Berdasser & Petasser
‘Chanter des mots’ de chez nous
avec Marguerite Gurgand (1916-1981),
Conteuse melloise
“Si vous oubliez d’où vous venez, vous ne saurez plus qui vous êtes."
Les veillées d’antan
Les veillées des éplouneurs de garouil (éplucheurs de maïs), des casseurs de calot (noix), des palissonneurs, des fileuses de chanvre ... Tous s’unissaient en légendes, en chansons, dans l’odeur des crêpes et des châtaignes grillées. La châtaigne est aussi nécessaire à la réussite d’une veillée que la présence d’un bon conteur et d’une flambée dans la cheminée.
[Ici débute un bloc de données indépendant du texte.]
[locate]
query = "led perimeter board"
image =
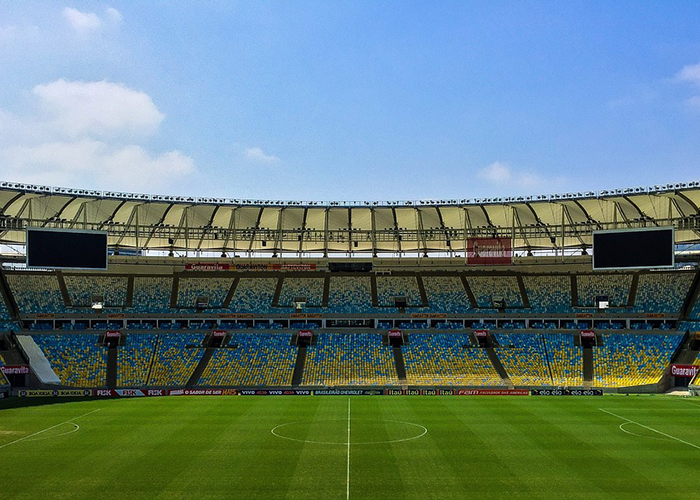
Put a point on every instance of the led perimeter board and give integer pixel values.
(66, 249)
(633, 248)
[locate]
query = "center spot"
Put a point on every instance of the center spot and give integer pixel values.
(362, 431)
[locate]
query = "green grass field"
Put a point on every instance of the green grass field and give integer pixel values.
(399, 447)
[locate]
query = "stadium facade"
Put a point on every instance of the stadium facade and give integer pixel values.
(205, 294)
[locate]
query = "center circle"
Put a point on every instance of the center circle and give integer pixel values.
(335, 431)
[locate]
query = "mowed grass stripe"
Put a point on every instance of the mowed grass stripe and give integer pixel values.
(221, 447)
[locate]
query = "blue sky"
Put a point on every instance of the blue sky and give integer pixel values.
(349, 100)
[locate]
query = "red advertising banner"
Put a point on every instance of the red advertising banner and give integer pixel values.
(489, 251)
(207, 267)
(202, 392)
(687, 371)
(493, 392)
(15, 369)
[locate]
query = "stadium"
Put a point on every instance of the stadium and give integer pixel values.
(182, 346)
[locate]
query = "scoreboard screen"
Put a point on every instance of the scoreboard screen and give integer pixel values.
(66, 249)
(633, 248)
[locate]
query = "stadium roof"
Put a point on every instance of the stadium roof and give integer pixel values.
(157, 222)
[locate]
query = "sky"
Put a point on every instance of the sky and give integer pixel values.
(356, 100)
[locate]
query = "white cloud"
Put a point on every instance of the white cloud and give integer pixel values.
(83, 136)
(82, 22)
(88, 23)
(98, 108)
(689, 74)
(258, 155)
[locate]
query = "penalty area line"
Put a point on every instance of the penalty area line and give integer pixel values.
(70, 421)
(650, 428)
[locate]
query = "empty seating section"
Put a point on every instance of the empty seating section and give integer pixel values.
(350, 294)
(152, 294)
(446, 294)
(443, 359)
(523, 357)
(311, 288)
(254, 295)
(627, 360)
(349, 359)
(548, 293)
(176, 357)
(36, 293)
(488, 288)
(77, 359)
(615, 286)
(134, 359)
(695, 311)
(662, 292)
(389, 287)
(81, 290)
(260, 359)
(565, 359)
(191, 289)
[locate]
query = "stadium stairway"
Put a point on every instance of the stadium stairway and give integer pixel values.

Oui, qu’il était expressif et coloré ce patois de mon enfance! “Berdasser” avec sa désinence péjorative en -asse est plus prégnant que peiner, trimer ou besogner, de même que l’est le verbe “acacher” pour dire appuyer, presser fortement. Partout perce le pittoresque. Dans les verbes bien sûr: “s’aisiner,” c’est être adroit à l’ouvrage, le faire avec aisance, tandis que “petasser,” c’est ne pas avancer en besogne; “berdasser,” c’est tenir des propos inconsidérés (d’où le péjoratif Marie-berdasse, commère de village); “bouquer,” attesté depuis 1752, et dont le sens d’être vexé et de faire la moue, est surtout vivant dans l’Ouest; “s’épivarder,” se plumer avec son bec comme le pivert, veut dire “faire le beau,” “s’acrapaudir,” c’est s’aplatir comme un crapaud; “frelasser,” c’est faire un bruit de ferraille. Citons encore le joli verbe “bouliter,” regarder par une “boulite” (i.e. une petite ouverture, une niche dans un mur ou un interstice) et par extension jeter un regard furtif.
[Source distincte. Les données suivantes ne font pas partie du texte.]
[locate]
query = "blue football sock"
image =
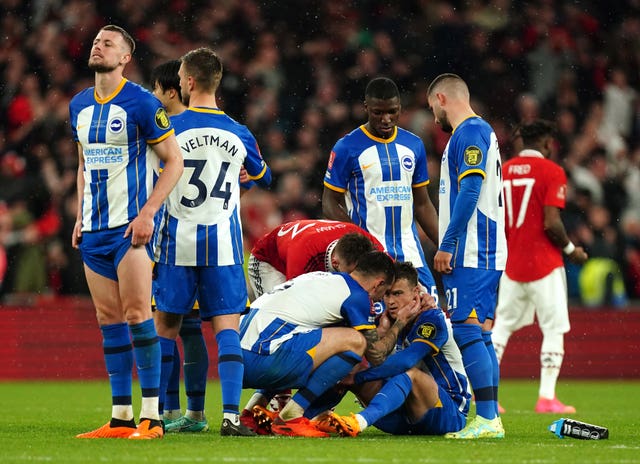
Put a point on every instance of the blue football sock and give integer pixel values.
(118, 358)
(495, 379)
(391, 396)
(324, 402)
(326, 376)
(172, 395)
(148, 357)
(196, 362)
(168, 347)
(478, 365)
(230, 369)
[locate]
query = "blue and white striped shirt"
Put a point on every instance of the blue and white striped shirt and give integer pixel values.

L’ “aigail”(attesté depuis 1561 dans l’Ouest), c’est la rosée, tandis que l’ “ève,” c’est l’eau. L’arena tela du latin devient chez Maurice Fombeur la poétique “arantèle” pour dire la toile d’araignée. L“ageasse” (ou par palatisation, l’“ayasse”), c’est la pie, tandis que la “grolle” (du latin gracula), c’est le corbeau; le “jau” (du latin gallus), c’est le coq; le “piron” c’est l’oison; un “bedet” c’est un jeune veau, un “viâ” comme l’écrit Marguerite Gurgand (NAB, 88), mais aussi un synonyme de nigaud; une “boude” est une génisse qui tête encore sa mère; le “lumat” c’est le limaçon et la loche, la limace. Le “fisson” c’est la langue fourchue de l’aspic et de la femme vipérine, c’est-à-dire médisante.
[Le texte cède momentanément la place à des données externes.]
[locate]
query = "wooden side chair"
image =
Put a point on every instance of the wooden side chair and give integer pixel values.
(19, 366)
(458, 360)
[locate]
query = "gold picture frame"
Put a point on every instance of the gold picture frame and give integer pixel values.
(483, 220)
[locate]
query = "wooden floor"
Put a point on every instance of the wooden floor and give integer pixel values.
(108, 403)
Comme le note encore notre conteuse, “le serpent", chez nous, est toujours féminin, peut-être en hommage à Mélusine” (NAB, 22); le “timbre” c’est l’abreuvoir taillé dans la pierre calcaire, un terme attesté dans l’Ouest depuis le XVIe siècle,et notamment chez Rabelais; une mitaine, c’est comme au Québec, un gant de laine, mais aussi une moufle de cuir épais servant à couper des épines et à fagoter les arbres.
C’est surtout dans les images que transparaît ce pittoresque. D’un hypocrite, on dira qu’ “il est franc comme un âne qui recule.” Au lieu de “amis comme cochons” on dira plutôt “amis comme gorets.”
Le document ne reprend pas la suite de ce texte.